Олеандры и гибискусы слились в сладко-яркое марево, и она им уже даже не удивлялась. Все-таки отстал кот, подхваченный и увлеченный запахами из дверей мясной лавки, от звонких шлепков сандалий ныли пятки, а город сомкнулся вокруг белым камнем, асфальтом, неторопливыми южными людьми. Но она всего этого не заметила. Поле зрения сузилось до маленького пятачка, вроде проталины в замерзшем стекле нереального сейчас зимнего автобуса, и там танцевало рыжеватое тельце с полупрозрачным нимбом крыльев. И вот наконец, прыгнув так, что кот умер бы от зависти, если б видел, она схватила колибри, и живое забилось в крепко, но осторожно захлопнувшемся кулаке.
Пережив первые ослепительные секунды удачи, она медленно разжала пальцы и увидела измятого мотылька-бражника – большого, с толстеньким мохнатым телом и узкими крылышками, совсем уже не похожего на птичку. И сразу же стало жарко, и пыльно, и оказалось, что она упала и ободрала локоть.
Сдув с ладони мотылька вместе с осыпавшейся пыльцой – он полетел низко, неуклюже, и перед ним теперь было стыдно, - она огляделась. Узкие улицы расходились в разные стороны, одинокая пятиэтажка неподалеку высилась обшарпанным небоскребом среди маленьких домиков, где-то за забором ворчала невидимая собака.
И еще темная фигура неподвижным пугалом стояла под акацией. Человек сливался с окружающей тенью, растворялся в ней, и чем дольше вглядываешься, тем хуже его было видно. Но как-то угрюмо и неуместно он стоял, словно туча, замеченная на горизонте в тот самый момент, когда весь длинный солнечный день уже распланирован, и один пункт заманчивей другого. Наверное, этот темный туземец обладал редким свойством – сразу не нравиться.

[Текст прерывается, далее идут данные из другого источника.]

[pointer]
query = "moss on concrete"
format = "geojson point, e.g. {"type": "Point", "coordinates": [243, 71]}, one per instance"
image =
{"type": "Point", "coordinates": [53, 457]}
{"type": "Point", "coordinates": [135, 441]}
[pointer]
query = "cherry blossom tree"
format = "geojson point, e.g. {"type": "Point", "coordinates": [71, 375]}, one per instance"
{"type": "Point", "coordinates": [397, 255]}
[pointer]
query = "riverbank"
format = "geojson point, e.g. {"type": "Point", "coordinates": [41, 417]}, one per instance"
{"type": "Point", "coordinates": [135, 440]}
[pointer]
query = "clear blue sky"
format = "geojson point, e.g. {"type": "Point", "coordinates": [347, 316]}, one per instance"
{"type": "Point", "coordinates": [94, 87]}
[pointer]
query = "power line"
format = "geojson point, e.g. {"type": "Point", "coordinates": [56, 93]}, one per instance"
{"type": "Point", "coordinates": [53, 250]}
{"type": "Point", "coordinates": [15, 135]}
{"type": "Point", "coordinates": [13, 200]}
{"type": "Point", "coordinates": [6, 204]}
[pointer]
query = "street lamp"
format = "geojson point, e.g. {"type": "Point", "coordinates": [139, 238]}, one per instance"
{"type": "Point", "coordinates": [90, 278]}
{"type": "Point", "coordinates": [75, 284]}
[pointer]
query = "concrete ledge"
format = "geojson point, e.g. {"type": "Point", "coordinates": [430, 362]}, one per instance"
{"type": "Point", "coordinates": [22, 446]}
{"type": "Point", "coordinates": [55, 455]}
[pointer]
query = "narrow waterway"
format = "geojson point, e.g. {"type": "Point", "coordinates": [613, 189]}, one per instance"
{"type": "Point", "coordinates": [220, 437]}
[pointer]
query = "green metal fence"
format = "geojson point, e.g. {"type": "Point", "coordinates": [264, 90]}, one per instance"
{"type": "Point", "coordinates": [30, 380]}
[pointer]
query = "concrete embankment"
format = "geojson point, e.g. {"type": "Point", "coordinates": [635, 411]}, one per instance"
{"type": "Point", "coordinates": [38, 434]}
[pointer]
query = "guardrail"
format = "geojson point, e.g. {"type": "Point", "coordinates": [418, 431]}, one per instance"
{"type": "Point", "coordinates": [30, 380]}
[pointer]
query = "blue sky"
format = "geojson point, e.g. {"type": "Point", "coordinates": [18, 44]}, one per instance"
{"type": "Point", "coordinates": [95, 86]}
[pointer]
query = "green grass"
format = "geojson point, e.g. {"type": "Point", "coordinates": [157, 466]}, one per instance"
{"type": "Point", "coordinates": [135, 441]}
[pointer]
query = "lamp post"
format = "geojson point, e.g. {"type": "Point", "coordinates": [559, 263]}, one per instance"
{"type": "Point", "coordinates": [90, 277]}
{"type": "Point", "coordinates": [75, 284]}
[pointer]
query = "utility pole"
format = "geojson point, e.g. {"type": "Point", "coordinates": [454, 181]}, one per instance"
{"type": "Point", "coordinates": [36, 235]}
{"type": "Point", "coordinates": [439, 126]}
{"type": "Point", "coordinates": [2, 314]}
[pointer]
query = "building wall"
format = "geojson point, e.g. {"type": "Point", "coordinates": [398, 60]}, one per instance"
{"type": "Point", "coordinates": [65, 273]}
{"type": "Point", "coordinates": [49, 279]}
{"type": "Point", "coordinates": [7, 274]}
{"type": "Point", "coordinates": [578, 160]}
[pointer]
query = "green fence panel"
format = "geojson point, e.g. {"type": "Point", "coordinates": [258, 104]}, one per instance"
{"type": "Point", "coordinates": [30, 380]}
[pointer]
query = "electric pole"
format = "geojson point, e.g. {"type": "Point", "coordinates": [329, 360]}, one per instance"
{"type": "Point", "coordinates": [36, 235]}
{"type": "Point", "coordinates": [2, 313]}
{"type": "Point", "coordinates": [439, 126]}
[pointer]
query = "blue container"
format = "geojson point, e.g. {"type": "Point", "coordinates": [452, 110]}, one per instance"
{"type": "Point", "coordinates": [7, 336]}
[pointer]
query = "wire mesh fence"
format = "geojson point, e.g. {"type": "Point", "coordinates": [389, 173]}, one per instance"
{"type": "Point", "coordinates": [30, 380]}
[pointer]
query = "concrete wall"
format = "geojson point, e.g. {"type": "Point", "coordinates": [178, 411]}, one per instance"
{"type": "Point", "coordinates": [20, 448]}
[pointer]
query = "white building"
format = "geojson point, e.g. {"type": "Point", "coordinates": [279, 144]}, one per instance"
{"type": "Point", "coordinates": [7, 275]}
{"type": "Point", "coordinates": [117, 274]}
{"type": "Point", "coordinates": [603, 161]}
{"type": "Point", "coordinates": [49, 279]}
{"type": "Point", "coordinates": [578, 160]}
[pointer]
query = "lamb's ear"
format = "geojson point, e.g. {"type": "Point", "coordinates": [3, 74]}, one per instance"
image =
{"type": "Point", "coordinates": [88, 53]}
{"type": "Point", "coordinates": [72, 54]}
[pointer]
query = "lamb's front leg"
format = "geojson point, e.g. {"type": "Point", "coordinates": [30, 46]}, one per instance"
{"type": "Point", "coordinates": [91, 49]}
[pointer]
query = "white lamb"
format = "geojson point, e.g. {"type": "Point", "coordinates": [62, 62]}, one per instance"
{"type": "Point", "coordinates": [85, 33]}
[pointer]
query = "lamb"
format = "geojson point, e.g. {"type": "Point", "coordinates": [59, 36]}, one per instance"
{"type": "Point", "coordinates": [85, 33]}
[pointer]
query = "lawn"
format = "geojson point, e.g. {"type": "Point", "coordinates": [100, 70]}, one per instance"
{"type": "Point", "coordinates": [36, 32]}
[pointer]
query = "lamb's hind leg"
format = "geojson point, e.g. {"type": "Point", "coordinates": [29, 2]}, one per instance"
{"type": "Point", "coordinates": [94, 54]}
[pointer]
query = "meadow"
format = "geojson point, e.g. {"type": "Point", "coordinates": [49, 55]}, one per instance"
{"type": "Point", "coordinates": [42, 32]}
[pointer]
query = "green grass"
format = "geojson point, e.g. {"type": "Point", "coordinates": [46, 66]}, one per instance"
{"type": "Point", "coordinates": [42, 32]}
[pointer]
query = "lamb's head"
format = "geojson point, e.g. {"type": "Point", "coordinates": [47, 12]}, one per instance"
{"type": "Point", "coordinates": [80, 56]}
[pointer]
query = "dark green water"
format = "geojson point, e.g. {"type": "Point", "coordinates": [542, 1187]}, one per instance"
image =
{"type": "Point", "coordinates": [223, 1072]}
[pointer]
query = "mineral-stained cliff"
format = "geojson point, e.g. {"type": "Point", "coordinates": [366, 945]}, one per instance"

Но нельзя ведь показывать человеку, что он тебе сразу не понравился, и ты его даже немножечко, самую капельку испугалась, не успев толком рассмотреть. Поэтому она неторопливо встала, отряхнула коленки и пошла, с интересом разглядывая дома, заборы и деревья. Завернула за угол и только потом понеслась вприпрыжку, распугивая купающихся в пыли воробьев.

И вот уже было совсем непонятно, где же тут море, а где набережная, и в какой теперь стороне гостиница с мамой и папой. Но страшно не было – может, до поры до времени, - было интересно, и отчаянно, и необыкновенно, точно собираешься съехать с самой высокой горки. Просыпались южные люди, подметали побелевший асфальт, из-под которого рвалась к солнцу крепкая настойчивая зелень – не то что дома во дворе, сныть да недотрога в вечной холодной тени, сорвешь – исплачется соком, оставит одну бледную вялую шкурку в пальцах. Люди бродили неспешно по улицам, останавливались поболтать, старухи водружали в тени умягченные подушками и тряпками стулья, чтобы потом сидеть на них весь долгий день. А до нее никому не было дела, все безмятежно смотрели поверх и сквозь, как будто то ли не замечали, разморенные солнечной нежностью, то ли уже увидели что-то другое, куда более притягательное, и теперь не могли оторвать взгляд. Но она привыкла, что взрослые мало внимания обращают на жизнь у себя под ногами. И так было даже лучше – можно спокойно наблюдать, разглядывать, таращиться во все глаза, и никто не скажет, что это некультурно.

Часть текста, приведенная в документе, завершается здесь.